The Corner

Elections

Why More Wisconsin Voters Won’t Tell a Pollster Their Pick for President in 2020

(Al Drago/Reuters)

In Marquette University Law School’s final 2016 poll of Wisconsin, only 1 percent of likely voters refused to say which presidential candidate they supported, but Marquette’s final 2020 poll finds that 6 percent of likely voters are refusing to answer the question:

I asked pollster Charles Franklin to explain what’s going on here:

“It turns out that people who have early-voted are a bit more likely to decline to say who they voted for,” says Charles Franklin, the Marquette Law School professor in charge of the poll. “Because so many people now have early-voted, this was not an issue you could really see in polling in earlier years. Now with 40 percent [of likely voters] having already voted, it amounts to this 6 percent who declined or refused to say.”

Are these shy Trump voters? Shy Biden voters?
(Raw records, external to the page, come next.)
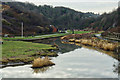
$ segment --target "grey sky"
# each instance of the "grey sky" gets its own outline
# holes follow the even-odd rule
[[[64,6],[81,12],[104,13],[118,7],[119,0],[16,0],[32,2],[36,5]]]

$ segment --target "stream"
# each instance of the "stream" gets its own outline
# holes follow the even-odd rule
[[[52,67],[32,69],[31,64],[1,68],[3,78],[118,78],[117,59],[109,52],[63,44],[59,39],[53,39],[60,50],[58,57],[53,57]],[[39,43],[40,41],[35,41]]]

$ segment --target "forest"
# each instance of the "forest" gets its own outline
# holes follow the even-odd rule
[[[101,15],[27,2],[4,2],[2,8],[3,34],[20,35],[21,22],[26,35],[53,33],[55,28],[116,31],[120,25],[119,8]],[[50,25],[54,25],[54,29]]]

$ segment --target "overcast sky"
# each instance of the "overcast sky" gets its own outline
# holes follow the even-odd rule
[[[104,13],[118,7],[119,0],[16,0],[32,2],[36,5],[64,6],[81,12]]]

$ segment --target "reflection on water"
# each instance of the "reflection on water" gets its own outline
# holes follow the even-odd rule
[[[118,54],[114,53],[112,51],[105,51],[105,50],[102,50],[102,49],[98,49],[98,48],[91,47],[91,46],[85,46],[85,45],[82,45],[80,43],[74,43],[74,42],[64,42],[64,41],[62,41],[62,43],[64,43],[64,44],[75,44],[77,46],[82,46],[82,47],[87,48],[87,49],[97,50],[99,52],[102,52],[104,54],[109,55],[110,57],[113,57],[113,58],[115,58],[117,60],[120,60],[120,57],[118,57]]]
[[[32,69],[32,65],[6,67],[0,69],[3,78],[118,78],[120,63],[113,53],[80,44],[62,44],[60,40],[54,42],[64,53],[52,58],[55,66],[41,69]]]
[[[34,68],[33,73],[44,73],[49,69],[51,69],[51,66],[43,67],[43,68]]]

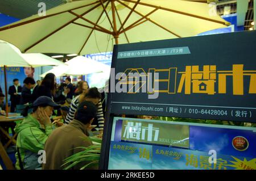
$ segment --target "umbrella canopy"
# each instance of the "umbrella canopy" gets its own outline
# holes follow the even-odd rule
[[[0,66],[58,66],[64,63],[42,53],[22,53],[13,45],[0,40]]]
[[[114,41],[187,37],[229,25],[213,8],[201,1],[76,1],[0,28],[0,39],[26,53],[108,52]]]
[[[49,73],[53,73],[56,77],[64,75],[81,75],[94,73],[110,72],[110,66],[100,63],[84,56],[77,56],[66,63],[67,65],[60,65],[42,74],[44,77]]]
[[[6,67],[36,67],[46,65],[66,66],[63,62],[41,53],[22,53],[19,49],[13,45],[0,40],[0,67],[4,67],[6,102],[8,102]],[[6,104],[6,116],[8,116],[7,110],[8,104]]]

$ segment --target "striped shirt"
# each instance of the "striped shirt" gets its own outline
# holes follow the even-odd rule
[[[74,119],[75,112],[77,109],[77,107],[79,105],[79,97],[77,96],[74,99],[73,99],[71,102],[71,107],[69,108],[69,111],[67,115],[66,119],[65,120],[65,124],[69,124],[72,120]],[[100,101],[97,104],[98,107],[98,110],[97,111],[96,116],[98,120],[98,128],[99,131],[103,130],[103,127],[104,127],[104,117],[103,115],[102,105],[101,101]]]

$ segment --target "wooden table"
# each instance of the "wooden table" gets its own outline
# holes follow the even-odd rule
[[[3,134],[9,139],[7,143],[5,145],[3,145],[2,144],[2,142],[0,141],[0,157],[2,158],[3,163],[6,167],[6,169],[8,170],[14,170],[15,169],[15,167],[11,161],[11,159],[10,159],[10,157],[8,156],[6,149],[7,149],[8,146],[11,143],[16,145],[15,138],[17,136],[17,134],[15,133],[14,135],[13,135],[12,137],[10,136],[8,131],[6,131],[1,127],[1,123],[14,123],[15,121],[21,120],[24,119],[24,117],[11,118],[11,117],[15,116],[15,115],[9,115],[9,117],[6,117],[5,116],[0,116],[0,130],[3,133]]]

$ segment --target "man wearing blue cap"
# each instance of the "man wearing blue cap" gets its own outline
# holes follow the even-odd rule
[[[88,138],[88,130],[96,116],[97,108],[92,102],[84,101],[79,104],[75,119],[69,124],[56,129],[46,142],[44,150],[46,163],[43,163],[43,170],[63,169],[64,159],[81,151],[78,147],[87,147],[92,145]],[[81,162],[72,167],[79,170],[88,163]],[[91,169],[97,169],[93,167]]]
[[[17,169],[36,169],[41,167],[38,151],[44,149],[44,144],[54,127],[50,117],[54,109],[59,108],[49,97],[39,97],[32,104],[33,112],[19,123],[14,131],[18,134],[15,154]]]

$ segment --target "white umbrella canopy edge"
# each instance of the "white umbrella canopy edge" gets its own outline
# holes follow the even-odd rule
[[[114,9],[116,9],[113,11],[115,13],[115,16],[112,16],[115,13],[110,11],[111,6],[113,5]],[[194,36],[203,31],[229,25],[229,23],[219,15],[211,15],[208,5],[181,0],[117,0],[111,3],[109,1],[81,0],[51,9],[47,11],[46,17],[34,15],[34,18],[28,18],[22,22],[0,28],[0,33],[2,35],[0,35],[0,38],[3,37],[5,40],[15,44],[22,52],[27,53],[57,52],[78,54],[97,53],[98,50],[95,46],[95,40],[99,35],[96,36],[96,32],[98,34],[103,33],[104,35],[101,36],[114,36],[116,40],[119,35],[119,43],[127,43]],[[79,8],[79,6],[82,7]],[[103,9],[104,6],[106,7],[105,10]],[[76,9],[74,9],[75,7]],[[172,9],[174,7],[176,9]],[[105,12],[107,10],[108,12]],[[166,15],[168,15],[166,16],[168,18],[164,18]],[[126,15],[129,15],[129,18],[127,19]],[[176,19],[172,20],[170,17],[172,15],[179,16],[179,18],[184,20]],[[134,20],[133,19],[134,18]],[[129,29],[130,23],[136,22],[139,18],[142,19]],[[185,22],[185,19],[189,20]],[[126,21],[127,23],[125,23]],[[115,28],[113,28],[115,23],[110,24],[109,22],[116,23]],[[139,32],[143,34],[142,30],[144,24],[147,29],[145,32],[148,32],[147,34],[144,37],[134,34]],[[49,28],[46,29],[46,26]],[[148,28],[150,26],[154,28]],[[140,29],[136,30],[138,27]],[[156,28],[160,30],[158,36],[149,36],[149,32],[155,32]],[[24,35],[22,41],[18,41],[13,37],[18,36],[20,32],[26,32],[26,30],[28,29],[36,32],[35,33],[36,36],[32,37],[30,35]],[[118,34],[125,30],[125,33]],[[143,33],[141,33],[142,32]],[[121,38],[122,36],[123,38]],[[102,39],[101,37],[98,39]],[[116,41],[115,44],[117,43]],[[103,52],[105,49],[104,48],[107,46],[102,42],[101,43],[103,48],[100,50]],[[90,46],[92,47],[90,49],[88,48]],[[112,49],[110,46],[108,50],[112,50]]]
[[[59,66],[40,75],[44,77],[49,73],[53,73],[56,77],[64,75],[81,75],[94,73],[110,71],[110,66],[97,61],[77,56],[67,61],[66,66]]]

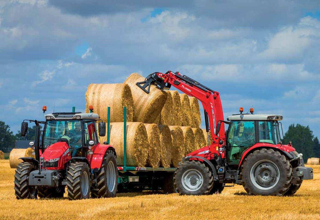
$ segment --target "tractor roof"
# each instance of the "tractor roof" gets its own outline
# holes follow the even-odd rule
[[[81,112],[55,112],[44,115],[46,119],[47,116],[51,116],[51,120],[70,120],[72,119],[98,119],[99,115],[95,113],[83,113]],[[76,116],[80,116],[79,118]]]
[[[283,118],[279,114],[233,114],[228,117],[228,121],[280,121]]]

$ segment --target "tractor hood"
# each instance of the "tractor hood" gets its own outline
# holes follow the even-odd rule
[[[41,155],[45,161],[47,161],[50,159],[55,159],[60,158],[61,156],[70,155],[70,152],[69,146],[65,142],[57,142],[53,144],[49,147]]]

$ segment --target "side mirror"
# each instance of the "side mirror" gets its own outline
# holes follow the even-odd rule
[[[104,137],[106,136],[106,122],[99,122],[99,136]]]
[[[216,135],[218,135],[220,131],[220,128],[221,127],[221,122],[219,122],[217,124],[217,127],[216,128]]]
[[[28,122],[24,122],[21,123],[21,136],[24,137],[27,134],[27,131],[28,130]]]

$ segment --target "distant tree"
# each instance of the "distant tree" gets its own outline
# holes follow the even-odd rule
[[[15,140],[13,132],[10,130],[10,126],[0,121],[0,150],[9,152],[13,148]]]
[[[308,158],[315,156],[314,138],[312,131],[308,126],[299,124],[296,126],[294,124],[289,126],[284,135],[284,139],[287,142],[285,144],[292,141],[293,147],[297,151],[303,154],[304,160],[306,161]]]
[[[40,130],[42,127],[40,126]],[[30,127],[28,128],[28,130],[27,132],[26,136],[24,137],[21,137],[20,131],[18,130],[18,133],[15,135],[15,138],[17,140],[34,140],[35,138],[35,135],[36,134],[36,125],[34,125],[32,127]]]
[[[317,137],[313,139],[313,153],[316,157],[320,157],[320,143]]]

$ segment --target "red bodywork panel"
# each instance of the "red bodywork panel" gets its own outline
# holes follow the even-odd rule
[[[41,157],[44,158],[46,162],[50,159],[59,158],[58,167],[45,168],[47,169],[63,169],[65,164],[71,159],[69,146],[65,142],[57,142],[51,145],[44,150]]]

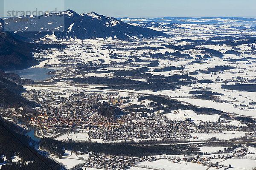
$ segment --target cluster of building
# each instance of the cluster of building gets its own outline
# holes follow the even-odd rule
[[[134,158],[102,154],[90,156],[84,166],[104,170],[123,170],[143,161],[153,161],[158,159],[151,157]]]

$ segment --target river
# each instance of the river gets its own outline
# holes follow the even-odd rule
[[[35,81],[46,80],[53,75],[47,74],[49,71],[56,70],[52,68],[32,68],[23,70],[14,70],[6,71],[6,73],[15,73],[18,74],[21,78],[31,79]]]

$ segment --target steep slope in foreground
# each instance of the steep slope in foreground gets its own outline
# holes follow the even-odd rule
[[[0,32],[0,69],[18,70],[37,64],[31,54],[33,45]]]
[[[36,103],[20,96],[25,92],[23,87],[0,76],[0,107],[9,108],[28,106],[34,107]]]
[[[44,38],[84,40],[111,37],[131,40],[134,37],[167,36],[161,32],[131,26],[93,12],[79,14],[69,10],[59,13],[45,14],[40,17],[25,16],[19,18],[27,22],[15,22],[12,21],[12,19],[17,18],[12,18],[10,21],[6,20],[6,30],[32,40]]]

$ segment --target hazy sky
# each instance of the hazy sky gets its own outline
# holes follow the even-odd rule
[[[0,0],[3,2],[3,0]],[[109,17],[240,17],[256,18],[256,0],[6,0],[4,9],[44,11],[57,8]],[[3,6],[0,4],[2,7]],[[42,9],[42,10],[43,10]],[[3,17],[3,14],[0,14]]]

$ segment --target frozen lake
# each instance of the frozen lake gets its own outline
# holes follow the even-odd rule
[[[49,71],[55,70],[53,69],[41,68],[29,68],[23,70],[15,70],[6,71],[6,73],[15,73],[20,76],[21,78],[31,79],[34,81],[45,80],[52,75],[47,74]]]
Franklin believes that they’re close to an even mix of both: He found that one-third of them (or 2 percent of likely voters) said they were favorable to Biden but not Trump, one-third said they were favorable to Trump but not Biden, and the final third had a favorable view of both candidates or an unfavorable view of both candidates.

In other words, if you allocate the “refused” column based on favorability ratings, the poll results would be 50 percent for Biden, 45 percent for Trump, 2 percent for Jorgensen, and “2 percent that we’re not able to classify,” says Franklin.